I had one particular student in my 3rd grade class who other students looked down upon and didn’t regard any of her comments and actions with respect. I took time with her in class and outside of it, even if English was her L2. It was with these thoughts in mind that my wife and I returned to America for the 2012-2013 school year.
The year back in the US was very informative and helpful. I ended up having a caseload of 25 students who had mild disabilities, and I enjoyed growing with them very much. While working as a Special Services teacher, I learned quite a bit about differentiation, how to advocate, and little ways to make change. All of these qualities are vital for any teacher, but when we moved back to China in 2013, I had no idea how much had changed with the school, particularly in its struggle with some students. The student I had before had improved greatly, and she is now allowed by her peers to be more involved in academic events. The athletic ones still not so much. I have a few students currently in 2nd and 5th grade who require more support in their individual ways, and I love that my classes have these needs.

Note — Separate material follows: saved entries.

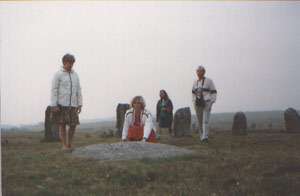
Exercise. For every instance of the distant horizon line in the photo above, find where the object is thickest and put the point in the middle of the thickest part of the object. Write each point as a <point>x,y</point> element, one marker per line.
<point>113,117</point>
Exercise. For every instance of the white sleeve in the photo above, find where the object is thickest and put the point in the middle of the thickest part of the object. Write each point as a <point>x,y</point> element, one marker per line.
<point>79,95</point>
<point>148,126</point>
<point>54,90</point>
<point>214,93</point>
<point>125,127</point>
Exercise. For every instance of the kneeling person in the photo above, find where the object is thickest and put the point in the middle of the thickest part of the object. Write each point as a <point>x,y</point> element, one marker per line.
<point>138,122</point>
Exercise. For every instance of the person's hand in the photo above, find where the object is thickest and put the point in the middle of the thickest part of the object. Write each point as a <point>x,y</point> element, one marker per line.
<point>79,109</point>
<point>55,109</point>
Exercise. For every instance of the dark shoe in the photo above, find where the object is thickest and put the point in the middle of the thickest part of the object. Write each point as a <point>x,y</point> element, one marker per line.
<point>204,141</point>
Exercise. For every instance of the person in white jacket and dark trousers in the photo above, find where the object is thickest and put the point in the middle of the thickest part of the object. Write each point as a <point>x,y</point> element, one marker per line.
<point>66,100</point>
<point>204,96</point>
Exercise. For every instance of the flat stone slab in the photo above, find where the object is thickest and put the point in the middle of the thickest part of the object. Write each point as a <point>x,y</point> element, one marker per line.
<point>130,150</point>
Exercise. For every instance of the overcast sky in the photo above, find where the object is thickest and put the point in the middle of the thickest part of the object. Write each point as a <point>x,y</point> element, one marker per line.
<point>251,50</point>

On the rise as of lately is one boy I’ll call Jay. He possibly has no special need, and I say “possibly” because I haven’t observed him. His mother was told by the school she has to come and observe him daily. I say “no special need” because of my collaboration with other special education teachers via Twitter, email, blogs, etc. The reason why Jay may have a “special need”? He’s different from the other 99% of the school. That indeed is an overstatement, but you get the picture. Jay is in an education system which heavily relies on culture and tradition. Students are demanded to sit up straight, fix mistakes in any subject (Chinese, Math, English) by the tens and at times hundreds, not touch their pencils while teachers are talking, look down and grunt in agreement with whatever the teacher or admin say, and pass standardized tests that are one size fits all. I know, I know…students looking down and agreeing with authority is cultural. But what if culture and tradition don’t know much about children with special needs? Our Chinese elementary principal has told me thrice she doesn’t trust doctors who say our students have “sensory issues” or “no problem at all.”
Now our school leaders don’t know what to do. Thus they’ve decided to weed these students out before accepting them. Say what?! I know, I thought the same. Because of “not having the resources or the team,” future 1st graders have to attend a few subjects on a Saturday in a classroom setting to see how they do. From there, the admin and teachers observe to see from their perspective who may have a “special need” and can’t fit our bill.
This breaks my heart, but I understand why the school has done this. There are a myriad of reasons that would take more posts to delve into, but again, it breaks my heart. These students, children…are misunderstood. How would you feel? What would you do in my situation? Comments from teachers and parents alike would be great! I’m all ears.